In digital marketing, accurately quantifying the impact of advertising on sales or other key performance indicators can be challenge. One statistical method that can help you estimate this impact is regression analysis. Regression analysis can help marketers isolate the specific effects of advertising spend from the myriad other variables that influence business outcomes.
Regression analysis examines the relationship between a dependent variable (like sales or leads) and one or more independent variables (such as advertising spend, seasonality, and market trends). This approach allows marketers to understand how inputs such advertising expenditure impact KPIs while accounting for other influencing factors. This analytical method is particularly crucial in environments where multiple factors simultaneously affect business performance, making it difficult to pinpoint the influence of advertising alone.
Imagine launching a nationwide advertising campaign and observing an increase in sales. It’s easy to assume that the campaign was the sole cause of this improvement. However, regression analysis allows us to estimate the degree to which the sales increase was due to the advertising compared to other factors like market changes or competitor actions.
Analyzing the Data
Start by gathering data. You can collect weekly or monthly data containing sales in one column and advertising spend in another. Using tools like Excel or Google Sheets, you could perform a regression analysis with sales as the dependent variable and advertising spend as the independent variable. The analysis will provide you with various indicators, but there are two that are particularly important for understanding the relationship.

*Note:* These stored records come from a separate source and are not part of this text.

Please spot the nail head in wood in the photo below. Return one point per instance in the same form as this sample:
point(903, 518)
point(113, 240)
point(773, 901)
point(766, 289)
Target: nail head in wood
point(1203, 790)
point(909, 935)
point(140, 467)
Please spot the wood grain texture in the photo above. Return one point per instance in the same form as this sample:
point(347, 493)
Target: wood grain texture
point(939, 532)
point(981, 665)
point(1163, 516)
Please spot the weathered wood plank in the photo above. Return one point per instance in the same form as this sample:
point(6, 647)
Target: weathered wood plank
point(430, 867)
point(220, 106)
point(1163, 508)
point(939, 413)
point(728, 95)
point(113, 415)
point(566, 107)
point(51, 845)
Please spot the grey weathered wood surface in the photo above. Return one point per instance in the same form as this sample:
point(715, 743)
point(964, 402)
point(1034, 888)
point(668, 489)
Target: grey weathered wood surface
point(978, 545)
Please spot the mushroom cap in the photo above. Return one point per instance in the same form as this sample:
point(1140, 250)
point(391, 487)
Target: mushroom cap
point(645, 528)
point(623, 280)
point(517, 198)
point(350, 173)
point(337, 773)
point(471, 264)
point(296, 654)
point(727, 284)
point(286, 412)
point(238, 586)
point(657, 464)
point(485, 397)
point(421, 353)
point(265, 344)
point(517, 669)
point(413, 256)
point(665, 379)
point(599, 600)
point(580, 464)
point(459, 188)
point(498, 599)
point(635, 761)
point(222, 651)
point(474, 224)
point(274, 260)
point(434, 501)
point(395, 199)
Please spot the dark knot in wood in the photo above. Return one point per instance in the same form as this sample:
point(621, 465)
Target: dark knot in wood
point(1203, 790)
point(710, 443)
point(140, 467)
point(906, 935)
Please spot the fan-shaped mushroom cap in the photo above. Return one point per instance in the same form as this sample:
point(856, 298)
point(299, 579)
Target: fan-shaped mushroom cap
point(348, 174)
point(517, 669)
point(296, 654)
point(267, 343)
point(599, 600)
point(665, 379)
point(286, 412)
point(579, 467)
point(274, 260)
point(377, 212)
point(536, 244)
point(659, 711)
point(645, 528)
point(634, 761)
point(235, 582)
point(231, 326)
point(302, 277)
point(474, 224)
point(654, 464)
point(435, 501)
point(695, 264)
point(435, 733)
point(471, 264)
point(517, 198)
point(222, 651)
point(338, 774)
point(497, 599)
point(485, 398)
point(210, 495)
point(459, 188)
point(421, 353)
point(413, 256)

- R-squared: This statistic reveals the extent to which changes in your advertising budget explain variations in sales. For example, an R-squared value of 0.50 indicates that 50% of the variability in your sales can be attributed to changes in your advertising spend.
- Coefficient: This value tells you the expected change in sales for each additional dollar spent on advertising. A coefficient of 2.5, for example, suggests that every additional $100 spent on advertising could increase sales by $250.
Here’s an example of how we can apply this to understand the impact of our Google ad spend on conversion value. The image below shows a snapshot of data taken from Jan 1 – May 31, 2024.

The following output was produced using the XLMiner Analysis ToolPack for Google Sheets to perform regression analysis.

The R Square tells us that 43.7% of the variation in conversion value is explained by the advertising costs i.e. over half of the variability in conversion value is determined by other factors outside of advertising spend. The Coefficient tells us that for every dollar spent in advertising we can expect an increase in conversion value of 6.19. This is just a simple analysis but it provides an insight into using the power of statistics to understand the relationships between your advertising decisions and business outcomes.
The Takeaway
Regression analysis is more than just a mathematical exercise. By understanding and applying this technique, you can enhance your strategic planning, optimise your advertising spend and ultimately drive better business outcomes. In digital marketing it’s often tempting to view every outcome through the lens of the changes we make. Regression analysis can break us out of this bias and allow us to more precisely assess the specific impact of our actions.